What Families Are Actually Waiting For

Mary Anne Meskis, CEO of the Dravet Syndrome Foundation, whose son has lived with the disease for more than 25 years, put the stakes plainly in the announcement accompanying the publication. A treatment that could help someone dress independently or communicate more clearly with their parents, she said, would profoundly change the cadence and quality of everyday life. That framing is worth holding onto as the field awaits Phase 3 results.

The NEJM publication is a milestone, but it is not an approval. The EMPEROR study must succeed. The regulatory pathway, which includes FDA Breakthrough Therapy Designation and Rare Pediatric Disease designation, is favorable, but pivotal trials in rare pediatric diseases have a history of disappointing even when early data looked compelling. The sham-controlled design of EMPEROR, which uses intrathecal sham procedures to maintain blinding, is methodologically rigorous and will provide a cleaner read than the open-label studies published today.
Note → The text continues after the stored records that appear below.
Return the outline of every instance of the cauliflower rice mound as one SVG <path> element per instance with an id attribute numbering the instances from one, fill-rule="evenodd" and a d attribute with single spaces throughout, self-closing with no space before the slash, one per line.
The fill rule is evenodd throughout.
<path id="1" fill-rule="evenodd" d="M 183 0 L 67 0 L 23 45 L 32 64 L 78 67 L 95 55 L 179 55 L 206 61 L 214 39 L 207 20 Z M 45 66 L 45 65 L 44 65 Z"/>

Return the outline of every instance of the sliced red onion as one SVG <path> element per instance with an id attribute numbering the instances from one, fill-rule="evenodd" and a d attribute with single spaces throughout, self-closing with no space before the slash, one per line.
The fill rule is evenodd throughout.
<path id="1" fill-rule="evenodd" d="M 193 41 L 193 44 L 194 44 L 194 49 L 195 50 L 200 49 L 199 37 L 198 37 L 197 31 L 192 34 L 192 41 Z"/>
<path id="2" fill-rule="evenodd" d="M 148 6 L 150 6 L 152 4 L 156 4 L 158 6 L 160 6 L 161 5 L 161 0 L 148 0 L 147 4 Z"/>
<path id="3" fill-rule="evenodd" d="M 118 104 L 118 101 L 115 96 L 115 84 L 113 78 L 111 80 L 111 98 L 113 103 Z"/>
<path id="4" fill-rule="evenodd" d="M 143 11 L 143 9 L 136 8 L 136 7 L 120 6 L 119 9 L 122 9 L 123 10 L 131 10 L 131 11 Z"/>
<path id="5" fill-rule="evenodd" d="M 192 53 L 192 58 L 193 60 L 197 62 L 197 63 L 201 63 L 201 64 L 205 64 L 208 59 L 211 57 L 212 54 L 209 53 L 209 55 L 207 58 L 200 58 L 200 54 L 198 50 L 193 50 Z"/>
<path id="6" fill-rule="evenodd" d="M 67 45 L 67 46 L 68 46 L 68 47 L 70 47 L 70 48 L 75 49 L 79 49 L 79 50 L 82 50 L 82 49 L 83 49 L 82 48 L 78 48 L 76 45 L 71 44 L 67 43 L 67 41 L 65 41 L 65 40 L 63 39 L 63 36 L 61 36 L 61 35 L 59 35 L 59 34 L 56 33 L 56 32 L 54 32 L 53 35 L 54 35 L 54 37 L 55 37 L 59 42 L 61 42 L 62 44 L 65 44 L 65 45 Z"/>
Still, the publication of these data in the world's most prestigious medical journal, with three years of follow-up showing continued improvement rather than waning effect, is a genuinely significant moment. For a disease that has resisted every attempt at disease modification since its genetic cause was identified in 1998, the arrival of a therapy that may finally be changing the underlying biology represents something the field has been waiting a long time to see.